En quelques années, ils se sont forgés un nom et une image. L214, de son nom complet L214 éthique et animaux, nourrit désormais le débat public sur la condition animale. Avec un slogan "Ouvrons les yeux sur l'élevage et les abattoirs", le ton est lancé, le message est clair et ne laisse nulle place au doute.
Pourtant, pour la première fois de son histoire, l'association se retrouve sur les bancs des accusés. Deux membres de L214, dont l'un des co-fondateurs de l'association, sont jugés pour avoir dissimulé des caméras dans un abattoir des Yvelines, filmant notamment l'étourdissement des porcs.
Tous deux sont poursuivis pour violation de domicile et tentative d'atteinte à la vie privée.

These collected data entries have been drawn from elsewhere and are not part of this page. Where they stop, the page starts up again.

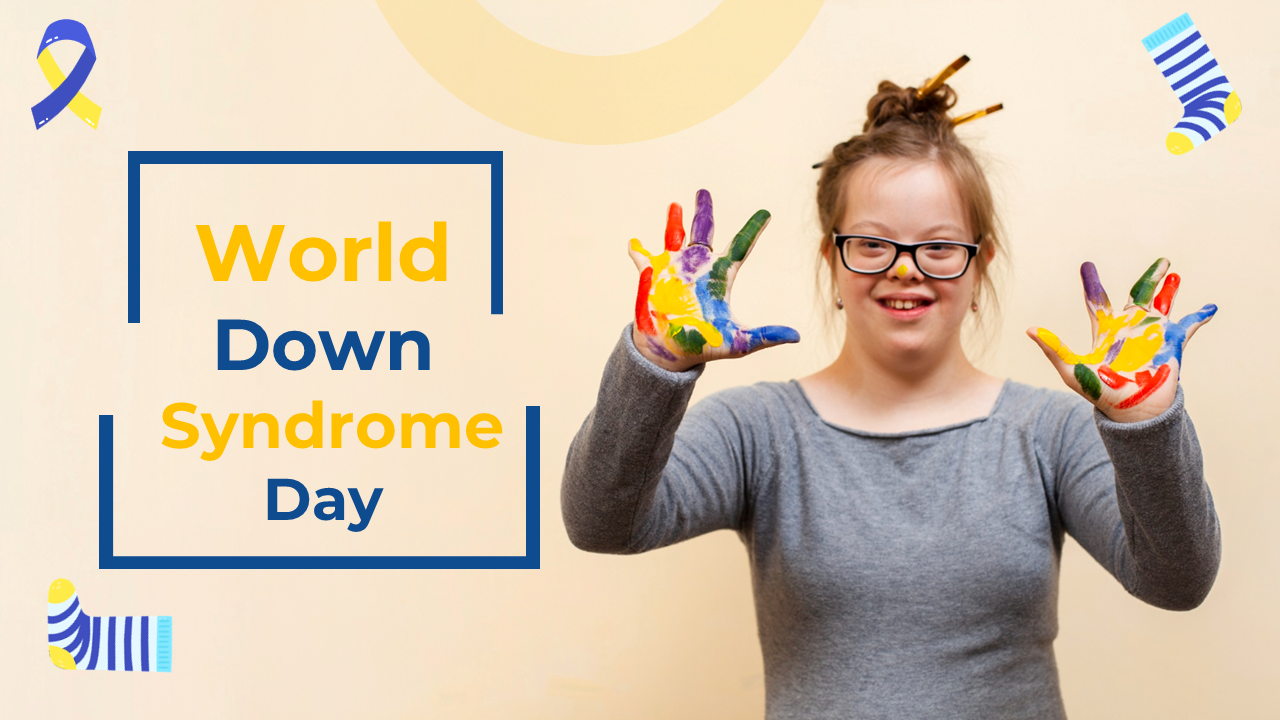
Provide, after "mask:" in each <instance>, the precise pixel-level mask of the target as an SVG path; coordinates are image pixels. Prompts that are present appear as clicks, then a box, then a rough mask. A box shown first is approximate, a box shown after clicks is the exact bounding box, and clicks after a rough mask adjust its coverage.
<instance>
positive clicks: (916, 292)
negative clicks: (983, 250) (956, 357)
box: [829, 158, 978, 364]
mask: <svg viewBox="0 0 1280 720" xmlns="http://www.w3.org/2000/svg"><path fill="white" fill-rule="evenodd" d="M845 208H846V210H845V215H844V218H841V219H840V223H838V224H837V225H836V232H837V233H859V234H874V236H879V237H886V238H890V240H895V241H897V242H902V243H916V242H927V241H938V240H945V241H952V242H969V243H972V242H974V234H973V232H972V231H970V228H969V220H968V217H969V215H968V213H966V211H965V208H964V205H963V204H961V201H960V196H959V193H957V192H956V190H955V187H952V182H951V178H950V176H948V174H947V172H946V170H945V169H943V168H942V167H941V165H938V164H937V163H933V161H913V160H900V159H888V158H870V159H868V160H865V161H863V163H861V164H860V165H859V167H858V169H855V170H854V173H852V176H850V178H849V182H847V184H846V186H845ZM831 251H832V252H831V256H829V259H831V260H832V261H833V264H835V268H836V288H837V292H838V295H840V297H841V299H842V300H844V304H845V309H844V314H845V322H846V325H847V338H849V341H852V342H856V343H858V347H859V348H861V350H864V351H867V352H870V354H873V355H876V356H879V357H881V359H882V360H886V361H910V363H911V364H918V363H919V361H925V363H928V361H929V360H931V359H941V357H942V356H943V355H946V354H947V352H948V351H959V347H960V324H961V323H963V322H964V318H965V313H968V311H969V310H970V306H972V305H973V299H974V291H975V287H977V274H978V273H977V270H975V263H970V264H969V269H968V270H966V272H965V274H964V275H961V277H959V278H955V279H950V281H937V279H932V278H927V277H924V275H923V274H922V273H920V270H919V268H916V266H915V263H914V261H913V260H911V256H910V255H908V254H900V255H899V256H897V259H896V260H895V261H893V264H892V265H891V266H890V269H888V270H886V272H883V273H878V274H874V275H865V274H859V273H854V272H851V270H849V269H847V268H845V265H844V264H842V263H841V261H840V258H838V254H837V252H835V247H832V249H831Z"/></svg>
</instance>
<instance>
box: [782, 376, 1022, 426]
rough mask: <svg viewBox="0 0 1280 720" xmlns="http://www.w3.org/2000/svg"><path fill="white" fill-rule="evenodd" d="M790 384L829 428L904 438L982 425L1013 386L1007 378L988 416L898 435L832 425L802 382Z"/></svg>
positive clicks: (789, 383) (804, 404)
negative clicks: (814, 401)
mask: <svg viewBox="0 0 1280 720" xmlns="http://www.w3.org/2000/svg"><path fill="white" fill-rule="evenodd" d="M788 384H790V386H791V387H794V388H795V391H796V393H797V395H799V396H800V400H801V401H804V405H805V407H808V409H809V413H812V414H813V416H814V419H817V420H818V421H819V423H822V424H824V425H827V427H828V428H833V429H836V430H840V432H842V433H849V434H855V436H861V437H873V438H904V437H916V436H928V434H937V433H943V432H947V430H954V429H956V428H963V427H965V425H972V424H974V423H982V421H983V420H988V419H991V418H992V416H995V415H996V413H998V411H1000V406H1001V404H1002V402H1004V401H1005V395H1007V391H1009V387H1010V386H1011V384H1012V380H1011V379H1010V378H1005V382H1004V383H1001V386H1000V393H998V395H997V396H996V402H995V404H992V406H991V411H989V413H987V414H986V415H982V416H978V418H970V419H968V420H960V421H959V423H951V424H948V425H938V427H936V428H923V429H918V430H901V432H896V433H878V432H872V430H860V429H858V428H850V427H846V425H841V424H837V423H832V421H831V420H828V419H826V418H823V416H822V414H820V413H818V409H817V407H814V405H813V401H812V400H809V395H808V393H806V392H805V391H804V387H801V386H800V380H796V379H792V380H791V382H790V383H788Z"/></svg>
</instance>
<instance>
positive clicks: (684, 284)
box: [649, 278, 699, 318]
mask: <svg viewBox="0 0 1280 720" xmlns="http://www.w3.org/2000/svg"><path fill="white" fill-rule="evenodd" d="M649 302H650V304H653V309H654V311H655V313H658V315H664V316H667V318H671V316H677V315H678V316H684V315H696V314H698V310H699V306H698V297H695V296H694V291H692V288H691V287H689V286H687V284H685V283H684V282H681V281H680V278H663V279H660V281H658V282H655V283H653V291H650V295H649Z"/></svg>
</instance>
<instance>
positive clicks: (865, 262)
mask: <svg viewBox="0 0 1280 720" xmlns="http://www.w3.org/2000/svg"><path fill="white" fill-rule="evenodd" d="M844 255H845V264H846V265H849V266H850V268H851V269H854V270H858V272H863V273H879V272H883V270H887V269H890V266H892V265H893V263H895V261H896V260H897V256H899V251H897V249H896V247H893V246H892V245H890V243H887V242H884V241H883V240H874V238H869V237H850V238H847V240H846V241H845V246H844ZM968 263H969V251H968V250H966V249H965V247H963V246H959V245H947V243H941V242H940V243H927V245H919V246H915V264H916V266H918V268H920V270H922V272H923V273H924V274H927V275H937V277H942V278H948V277H955V275H960V274H961V273H964V272H965V266H966V265H968Z"/></svg>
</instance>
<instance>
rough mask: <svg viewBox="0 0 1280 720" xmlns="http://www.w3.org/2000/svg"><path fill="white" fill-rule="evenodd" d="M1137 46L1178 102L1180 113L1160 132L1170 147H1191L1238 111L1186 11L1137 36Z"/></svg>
mask: <svg viewBox="0 0 1280 720" xmlns="http://www.w3.org/2000/svg"><path fill="white" fill-rule="evenodd" d="M1142 46H1143V47H1146V49H1147V53H1149V54H1151V58H1152V59H1153V60H1156V67H1158V68H1160V72H1161V73H1164V74H1165V79H1166V81H1169V86H1170V87H1172V88H1174V92H1176V94H1178V99H1179V100H1180V101H1181V102H1183V118H1181V120H1179V123H1178V124H1176V126H1174V129H1172V131H1171V132H1170V133H1169V136H1167V137H1166V138H1165V147H1169V151H1170V152H1172V154H1174V155H1181V154H1183V152H1190V151H1192V150H1194V149H1196V147H1198V146H1199V143H1201V142H1204V141H1206V140H1208V138H1211V137H1213V136H1215V135H1217V133H1219V132H1221V131H1224V129H1226V126H1229V124H1231V123H1234V122H1235V118H1239V117H1240V97H1239V96H1238V95H1235V88H1234V87H1231V83H1230V82H1228V81H1226V76H1225V74H1222V68H1220V67H1217V60H1215V59H1213V54H1212V53H1210V51H1208V45H1206V44H1204V38H1202V37H1201V35H1199V31H1197V29H1196V23H1193V22H1192V18H1190V15H1188V14H1187V13H1183V14H1181V15H1179V17H1178V18H1175V19H1172V20H1171V22H1169V23H1167V24H1166V26H1165V27H1162V28H1160V29H1157V31H1156V32H1153V33H1151V35H1148V36H1147V37H1144V38H1142Z"/></svg>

Après avoir comparu au tribunal de Versailles le 4 septembre dernier, ils attendent désormais la décision de justice qui devrait être rendue le 9 octobre prochain. L'association risque une amende de 15.000 euros dont 10.000 euros avec sursis.
Je ne regrette pas les risques que nous avons pris.
Sébastien Arsac dans une lettre ouverte
Contactée par RTL.fr, Brigitte Gothière, présidente de L214, rappelle qu'il s'agit d'un cas isolé. "Il y a une affaire jugée contre X publications faites", souligne-t-elle. Interpellé par les gendarmes, l'un des militants explique n'avoir dévoilé qu'"une partie de l'horreur". "Je ne regrette pas les risques que nous avons pris car, sans nos images, ce qu’endurent ces animaux serait, encore une fois, resté caché", écrit Sébastien Arsac dans une lettre ouverte publiée sur le site internet de l'association.
Les militants de l'ONG ont démontré, une fois de plus, qu'ils étaient prêts à prendre des risques pour dénoncer la souffrance animale. "Ça ne va absolument pas nous stopper. Notre objectif, c'est vraiment de montrer et poser les cartes sur la table. On se donne les moyens pour informer au plus juste les consommateurs", martèle Brigitte Gothière.
Pour parvenir à ses fins, L214 use ainsi de procédés multiples. "La plupart des alertes qui nous viennent sont des gens qui sont à l'intérieur et qui ont envie de témoigner pour montrer ce qu'ils voient tous les jours", explique sa représentante.
Pour ces lanceurs d'alerte, qui ne sont à l'origine pas tous engagés pour la cause animale, la dénonciation se révèle inévitable. En novembre 2016, Mauricio Garcia-Pereira, employé d'un abattoir de Limoges, témoignait après avoir avoir filmé de sérieux manquements à la réglementation. Étourdissements ratés puis répétés, des vaches gestantes abattues... Le salarié avait choisi de tout dévoiler au grand jour.
"L'infiltration est aujourd'hui le seul moyen pour une association de protection animale d'accomplir son travail de témoignage public sur le sort réservé aux animaux dans les élevages et abattoirs. Dans la plupart des cas, les portes des entreprises sont fermées aux caméras des associations de protection animale", explique l'ONG sur son site internet.
On n'est pas là pour vendre des produits mais pour défendre les animaux
Brigitte Gothière, présidente de L214
Chaque jour, L214 explique recevoir "3 à 4 alertes par semaine". Vient ensuite un véritable travail d'enquête et de vérifications des informations qui s'étend sur plusieurs mois. Une fois les actes de cruauté filmés, montés et édités, il est temps de les rendre publics. La forme est toujours la même : une vidéo dénonçant les conditions d'élevage ou d'abattage des animaux. Le tout par le biais de clichés choc, devenues la marque de fabrique de l'association. "Évidemment, les images sont terribles mais ce n'est pas de notre faute. On ne va pas édulcorer la réalité, on n'est pas là pour vendre des produits mais pour défendre les animaux", martèle la présidente de l'association.
Les pratiques et risques pris par L214 semblent néanmoins porter leurs fruits. Sur la toile, de nombreux internautes confient avoir changé leurs habitudes alimentaires après avoir visionné les vidéos de l'association. Des résultats "encourageants" selon la présidente de l'association qui tient néanmoins à recadrer le débat. "On remet en question les pratiques courantes mais ce n'est pas pour autant que l'on juge les gens. On a découvert une injustice et on aimerait bien aller vers une société différente qui considère les animaux non plus comme des ressources individuelles mais comme des individus à part entière", garantit Brigitte Gothière.
Ce combat est longuement relaté et expliqué dans l'ouvrage de l'association intitulé "Une voix pour les animaux". En kiosque depuis le 6 septembre, ce livre, de près de 400 pages, propose de "faire voler en éclats la loi du silence face à la souffrance animale dans les élevages et les abattoirs".